Some degradation due to acoustical variability can be short circuited by signal processing transformations, often inspired by models of hearing, once the nature of the problem is understood. But learning effective representations from the data (or from simple transformations such as short term spectral energy) has often been shown to be very powerful. What is the appropriate tradeoff between choosing signal features, e.g., from models of human processing vs. deriving them from machine learning?

These considerations can have a significant effect on the computational requirements for the training and recognition tasks, particularly for parallelization over many cores. If predefined feature processing is irrelevant and all that is required is sufficient depth and clever machine learning algorithms, the emphasis will need to be on matching the learning algorithms to HPC architectures. If on the other hand features are important, and the neural network architecture (and learning algorithms) can be relatively simple, the emphasis might need to be on more complex signal processing, which in turn could lead to parallelizing multiple subnets that each process different representations, a “wide” approach to the acoustic front end that has sometimes proven useful.
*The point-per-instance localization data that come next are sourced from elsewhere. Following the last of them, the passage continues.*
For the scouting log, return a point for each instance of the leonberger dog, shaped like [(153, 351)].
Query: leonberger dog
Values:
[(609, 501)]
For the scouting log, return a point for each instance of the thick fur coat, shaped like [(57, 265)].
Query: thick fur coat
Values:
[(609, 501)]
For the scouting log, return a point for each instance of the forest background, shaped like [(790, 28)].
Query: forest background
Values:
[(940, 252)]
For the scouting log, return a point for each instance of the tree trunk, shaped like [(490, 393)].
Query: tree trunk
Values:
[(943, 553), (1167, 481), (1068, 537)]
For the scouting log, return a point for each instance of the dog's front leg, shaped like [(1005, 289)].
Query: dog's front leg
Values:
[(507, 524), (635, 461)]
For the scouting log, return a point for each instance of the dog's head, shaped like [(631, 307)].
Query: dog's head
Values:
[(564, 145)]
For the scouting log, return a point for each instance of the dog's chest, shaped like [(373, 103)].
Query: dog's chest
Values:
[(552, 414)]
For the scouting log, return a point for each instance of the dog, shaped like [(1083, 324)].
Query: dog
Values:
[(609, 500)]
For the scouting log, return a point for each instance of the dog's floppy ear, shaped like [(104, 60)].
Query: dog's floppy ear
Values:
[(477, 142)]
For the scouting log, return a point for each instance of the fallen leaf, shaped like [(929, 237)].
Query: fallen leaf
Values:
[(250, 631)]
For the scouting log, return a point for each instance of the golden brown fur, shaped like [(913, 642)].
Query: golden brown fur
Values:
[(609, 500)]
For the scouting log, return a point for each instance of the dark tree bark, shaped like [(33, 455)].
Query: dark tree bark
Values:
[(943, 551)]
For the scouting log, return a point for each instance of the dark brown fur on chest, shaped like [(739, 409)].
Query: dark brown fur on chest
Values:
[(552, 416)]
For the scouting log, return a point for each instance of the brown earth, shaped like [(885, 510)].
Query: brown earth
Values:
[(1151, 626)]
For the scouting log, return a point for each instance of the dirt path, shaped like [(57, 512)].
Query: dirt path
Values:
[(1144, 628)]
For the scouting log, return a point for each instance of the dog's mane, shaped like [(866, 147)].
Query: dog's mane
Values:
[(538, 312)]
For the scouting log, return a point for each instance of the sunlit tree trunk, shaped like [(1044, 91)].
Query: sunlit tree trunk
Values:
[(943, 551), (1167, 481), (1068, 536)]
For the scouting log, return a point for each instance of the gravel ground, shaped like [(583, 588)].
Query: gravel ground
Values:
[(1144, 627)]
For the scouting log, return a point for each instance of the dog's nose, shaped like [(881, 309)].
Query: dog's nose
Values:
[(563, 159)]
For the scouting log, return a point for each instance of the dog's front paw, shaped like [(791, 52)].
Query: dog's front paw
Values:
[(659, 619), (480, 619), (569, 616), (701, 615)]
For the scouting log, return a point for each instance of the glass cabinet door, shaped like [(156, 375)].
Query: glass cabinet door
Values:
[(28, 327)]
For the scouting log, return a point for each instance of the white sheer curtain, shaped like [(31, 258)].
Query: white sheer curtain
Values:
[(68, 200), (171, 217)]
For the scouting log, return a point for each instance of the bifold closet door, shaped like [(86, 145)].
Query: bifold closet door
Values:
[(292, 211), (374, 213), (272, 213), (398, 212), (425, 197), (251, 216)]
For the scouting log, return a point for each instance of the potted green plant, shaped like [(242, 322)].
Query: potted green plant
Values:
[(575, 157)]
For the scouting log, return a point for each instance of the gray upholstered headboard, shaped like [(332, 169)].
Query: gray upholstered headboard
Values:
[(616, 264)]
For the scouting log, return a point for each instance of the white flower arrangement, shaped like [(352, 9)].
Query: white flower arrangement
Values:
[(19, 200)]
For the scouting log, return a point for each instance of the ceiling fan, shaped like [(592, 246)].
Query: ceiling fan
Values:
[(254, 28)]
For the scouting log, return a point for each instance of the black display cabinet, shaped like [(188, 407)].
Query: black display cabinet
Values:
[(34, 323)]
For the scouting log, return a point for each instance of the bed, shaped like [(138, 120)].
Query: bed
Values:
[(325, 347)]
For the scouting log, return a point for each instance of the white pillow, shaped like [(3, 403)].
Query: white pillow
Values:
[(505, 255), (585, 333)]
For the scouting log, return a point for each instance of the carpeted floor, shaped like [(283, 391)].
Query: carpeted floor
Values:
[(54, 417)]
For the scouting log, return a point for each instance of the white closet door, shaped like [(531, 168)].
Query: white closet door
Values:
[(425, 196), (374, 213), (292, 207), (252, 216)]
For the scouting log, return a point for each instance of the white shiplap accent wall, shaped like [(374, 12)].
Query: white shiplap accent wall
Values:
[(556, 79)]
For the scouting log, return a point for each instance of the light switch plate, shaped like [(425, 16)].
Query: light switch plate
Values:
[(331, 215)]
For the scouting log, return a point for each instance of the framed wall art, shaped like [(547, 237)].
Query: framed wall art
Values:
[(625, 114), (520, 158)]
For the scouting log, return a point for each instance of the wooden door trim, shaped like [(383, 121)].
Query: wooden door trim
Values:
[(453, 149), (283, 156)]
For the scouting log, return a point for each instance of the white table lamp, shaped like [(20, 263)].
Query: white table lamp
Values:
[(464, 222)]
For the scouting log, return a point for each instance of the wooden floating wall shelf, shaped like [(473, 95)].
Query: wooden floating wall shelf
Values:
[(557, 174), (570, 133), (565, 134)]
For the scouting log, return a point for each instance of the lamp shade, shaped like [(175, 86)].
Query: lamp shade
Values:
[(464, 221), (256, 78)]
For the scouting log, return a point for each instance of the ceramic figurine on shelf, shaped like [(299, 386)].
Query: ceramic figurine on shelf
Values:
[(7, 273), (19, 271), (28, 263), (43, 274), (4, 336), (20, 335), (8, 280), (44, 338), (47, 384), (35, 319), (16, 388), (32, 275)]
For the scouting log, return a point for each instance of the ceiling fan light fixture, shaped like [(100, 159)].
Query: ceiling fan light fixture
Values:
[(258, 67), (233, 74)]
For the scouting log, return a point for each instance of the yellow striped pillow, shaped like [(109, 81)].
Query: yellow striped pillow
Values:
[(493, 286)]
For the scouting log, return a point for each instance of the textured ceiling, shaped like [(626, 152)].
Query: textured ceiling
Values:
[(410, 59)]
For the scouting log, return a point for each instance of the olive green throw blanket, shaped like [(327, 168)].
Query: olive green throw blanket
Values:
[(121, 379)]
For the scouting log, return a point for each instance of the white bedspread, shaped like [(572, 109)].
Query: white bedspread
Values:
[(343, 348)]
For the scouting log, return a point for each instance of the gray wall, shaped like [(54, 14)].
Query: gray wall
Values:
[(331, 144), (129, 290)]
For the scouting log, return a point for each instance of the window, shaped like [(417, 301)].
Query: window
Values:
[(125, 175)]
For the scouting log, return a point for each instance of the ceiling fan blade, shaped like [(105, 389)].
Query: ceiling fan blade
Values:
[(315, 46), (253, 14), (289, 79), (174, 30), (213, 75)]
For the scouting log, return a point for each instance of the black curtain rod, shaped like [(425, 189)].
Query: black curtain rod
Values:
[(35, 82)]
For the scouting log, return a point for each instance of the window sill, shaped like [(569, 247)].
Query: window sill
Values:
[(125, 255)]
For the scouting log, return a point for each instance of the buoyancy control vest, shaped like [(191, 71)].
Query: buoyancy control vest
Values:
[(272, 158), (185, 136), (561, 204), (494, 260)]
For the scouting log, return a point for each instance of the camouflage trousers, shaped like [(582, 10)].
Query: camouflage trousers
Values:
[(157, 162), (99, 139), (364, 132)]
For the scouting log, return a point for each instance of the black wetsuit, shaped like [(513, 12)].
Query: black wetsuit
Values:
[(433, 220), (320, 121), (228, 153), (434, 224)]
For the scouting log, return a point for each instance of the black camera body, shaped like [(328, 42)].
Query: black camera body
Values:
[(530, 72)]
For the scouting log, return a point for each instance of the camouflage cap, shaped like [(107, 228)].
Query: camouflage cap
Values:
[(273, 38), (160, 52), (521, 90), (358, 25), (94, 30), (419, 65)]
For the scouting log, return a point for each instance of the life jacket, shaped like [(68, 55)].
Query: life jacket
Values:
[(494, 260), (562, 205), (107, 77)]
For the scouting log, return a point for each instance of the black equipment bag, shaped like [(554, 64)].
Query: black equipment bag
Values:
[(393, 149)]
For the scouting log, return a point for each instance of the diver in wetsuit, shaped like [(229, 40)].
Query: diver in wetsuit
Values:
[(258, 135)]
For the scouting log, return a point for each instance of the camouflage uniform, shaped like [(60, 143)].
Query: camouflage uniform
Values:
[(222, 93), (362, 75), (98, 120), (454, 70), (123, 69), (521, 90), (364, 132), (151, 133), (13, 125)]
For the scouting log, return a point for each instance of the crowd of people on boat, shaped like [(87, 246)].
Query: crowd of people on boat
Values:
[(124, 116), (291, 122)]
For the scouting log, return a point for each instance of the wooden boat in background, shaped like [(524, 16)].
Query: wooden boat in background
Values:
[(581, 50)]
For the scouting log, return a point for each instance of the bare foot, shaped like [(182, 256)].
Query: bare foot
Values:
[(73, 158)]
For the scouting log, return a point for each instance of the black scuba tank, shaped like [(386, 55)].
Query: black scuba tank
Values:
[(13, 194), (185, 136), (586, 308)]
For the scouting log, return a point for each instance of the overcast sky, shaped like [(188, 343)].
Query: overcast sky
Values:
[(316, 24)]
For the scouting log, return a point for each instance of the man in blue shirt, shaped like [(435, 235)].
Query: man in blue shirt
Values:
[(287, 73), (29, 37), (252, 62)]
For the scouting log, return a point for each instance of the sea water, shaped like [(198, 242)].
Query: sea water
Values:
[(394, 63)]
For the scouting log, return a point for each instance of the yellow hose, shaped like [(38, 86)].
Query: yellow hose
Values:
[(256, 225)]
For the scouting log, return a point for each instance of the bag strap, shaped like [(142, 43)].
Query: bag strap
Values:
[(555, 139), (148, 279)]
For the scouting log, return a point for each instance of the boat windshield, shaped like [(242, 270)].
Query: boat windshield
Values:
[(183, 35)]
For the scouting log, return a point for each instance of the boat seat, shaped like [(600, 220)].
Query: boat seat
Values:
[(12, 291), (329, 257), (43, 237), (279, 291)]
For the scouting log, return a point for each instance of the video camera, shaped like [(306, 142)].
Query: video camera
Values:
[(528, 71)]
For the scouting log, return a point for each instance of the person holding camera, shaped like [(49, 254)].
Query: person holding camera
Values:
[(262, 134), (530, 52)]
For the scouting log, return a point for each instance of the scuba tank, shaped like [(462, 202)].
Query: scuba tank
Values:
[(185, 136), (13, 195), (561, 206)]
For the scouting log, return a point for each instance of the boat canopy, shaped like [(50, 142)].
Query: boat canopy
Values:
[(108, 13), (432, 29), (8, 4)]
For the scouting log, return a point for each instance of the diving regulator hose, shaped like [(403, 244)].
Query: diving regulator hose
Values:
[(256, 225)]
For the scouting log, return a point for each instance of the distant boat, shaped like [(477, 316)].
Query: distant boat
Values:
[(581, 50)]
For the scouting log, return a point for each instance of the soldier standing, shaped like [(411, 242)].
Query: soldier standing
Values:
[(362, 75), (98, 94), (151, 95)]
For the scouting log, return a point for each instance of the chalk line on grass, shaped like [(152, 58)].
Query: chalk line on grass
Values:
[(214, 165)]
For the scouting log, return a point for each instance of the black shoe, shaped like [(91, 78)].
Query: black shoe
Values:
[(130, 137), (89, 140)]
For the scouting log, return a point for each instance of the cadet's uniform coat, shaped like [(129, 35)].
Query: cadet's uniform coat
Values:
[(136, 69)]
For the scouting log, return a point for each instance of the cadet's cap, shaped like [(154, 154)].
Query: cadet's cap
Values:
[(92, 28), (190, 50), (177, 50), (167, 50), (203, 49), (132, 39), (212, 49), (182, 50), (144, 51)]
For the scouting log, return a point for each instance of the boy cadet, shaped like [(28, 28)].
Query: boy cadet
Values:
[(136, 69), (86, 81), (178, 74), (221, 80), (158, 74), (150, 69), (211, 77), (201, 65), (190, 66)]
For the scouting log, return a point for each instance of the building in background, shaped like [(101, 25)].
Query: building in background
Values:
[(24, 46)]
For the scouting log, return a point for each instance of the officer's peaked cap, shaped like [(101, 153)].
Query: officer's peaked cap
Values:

It could easily be the case that there is no single correct answer for this conundrum, and that instead what should be sought is a guide to tradeoffs between intelligent signal representations and deep (and wide) learning.

This project explores the relationship between the data/parameters ratio and the importance of using robust signal processing for the mismatch case (close-mic’d training, distant mic testing), with an emphasis on the consequences for computation on many computational cores.